The whole genome sequencing was done in conjunction with the St. Jude Children's Research Hospital – Washington University Pediatric Cancer Genome Project. The project has sequenced the complete normal and cancer genomes of more than 600 children and adolescents with some of the most aggressive and least understood cancers.

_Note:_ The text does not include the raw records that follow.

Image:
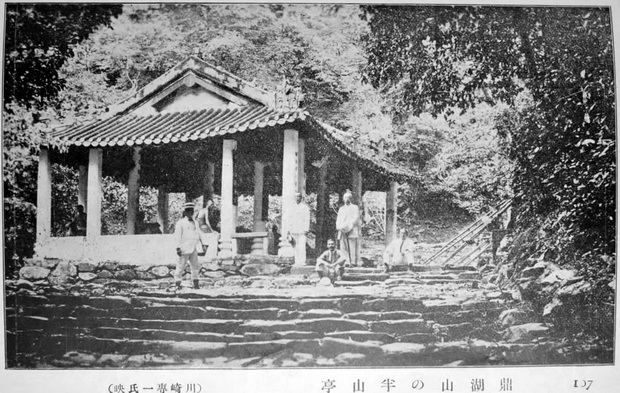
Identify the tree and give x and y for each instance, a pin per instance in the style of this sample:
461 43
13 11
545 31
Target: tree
39 40
563 143
561 139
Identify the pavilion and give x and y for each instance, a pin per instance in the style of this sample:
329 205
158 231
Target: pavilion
202 131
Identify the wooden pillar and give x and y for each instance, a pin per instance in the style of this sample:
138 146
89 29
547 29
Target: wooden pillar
391 212
322 201
208 183
83 186
356 181
44 196
259 169
227 219
162 209
301 174
290 184
95 193
259 224
133 192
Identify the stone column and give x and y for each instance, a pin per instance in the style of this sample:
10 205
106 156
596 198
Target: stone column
227 219
133 192
95 193
357 190
208 188
44 196
391 212
301 174
259 224
290 184
83 186
162 209
322 200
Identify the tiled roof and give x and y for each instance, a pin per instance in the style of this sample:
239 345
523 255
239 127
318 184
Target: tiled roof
362 154
131 129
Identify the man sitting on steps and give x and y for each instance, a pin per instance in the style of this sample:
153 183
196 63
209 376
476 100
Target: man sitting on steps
187 239
331 263
399 253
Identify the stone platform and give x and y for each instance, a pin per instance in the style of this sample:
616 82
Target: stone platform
428 318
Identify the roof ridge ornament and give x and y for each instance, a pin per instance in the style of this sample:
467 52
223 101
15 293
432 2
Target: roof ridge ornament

Near haploid ALL was characterized by alterations in six genes and increased activity in key pathways that help regulate cell division and development. Disruption of these pathways, known as Ras and PI3K, has been linked to other cancers. The changes were found in 71 percent of near haploid ALL patients and included deletion of the NF1 gene. The gene had not previously been linked to high-risk leukemia. Other alterations involved the genes NRAS, KRAS, MAPK1, FLT3 and PTPN11.
Low hypodiploid ALL in both adults and children was linked to mutations in the TP53 tumor suppressor gene. The gene was altered in 91 percent of pediatric patients with the ALL subtype and in 10 of the 11 adults with low hypodiploid ALL included in the study. Other common alterations involved RB1, another tumor suppressor gene.
About 38 percent of children with low hypodiploid ALL also carried TP53 abnormalities in non-cancerous blood cells. The mutations included many previously linked to Li-Fraumeni syndrome, which is characterized by changes in TP53.Further evidence linking low hypodiploid ALL to Li-Fraumeni syndrome came when researchers found the same TP53 mutation in two generations of the same family. The father was 31 years old when he was found to have a brain tumor associated with Li-Fraumeni syndrome. His son later developed low hypodiploid ALL. "Identification of children with low-hypodiploid ALL and inherited TP53 mutations could help expand the use of life-saving cancer screening," said Linda Holmfeldt, Ph.D., a St. Jude postdoctoral fellow. She and Lei Wei, Ph.D., of the St. Jude Department of Computational Biology and formerly of Pathology, are the study's co-first authors. "Screening helps save lives by finding cancers much earlier when the odds of a cure are greatest," Holmfeldt said. Investigators also reported deletions involving Ikaros gene family members that are rare in other ALL patients. The genes play a role in normal immune system development. The IKZF3 gene, also known as AIOLOS, was deleted in 13 percent of near haploid ALL patients. IKZF3 was deleted in nearly 53 percent of patients with low hypodiploid ALL. Despite such differences, when researchers tested a variety of compounds against cells from both subtypes growing in the laboratory, they found compounds that targeted the PI3K pathway inhibited proliferation. Researchers are testing the effectiveness of these drugs in mouse models.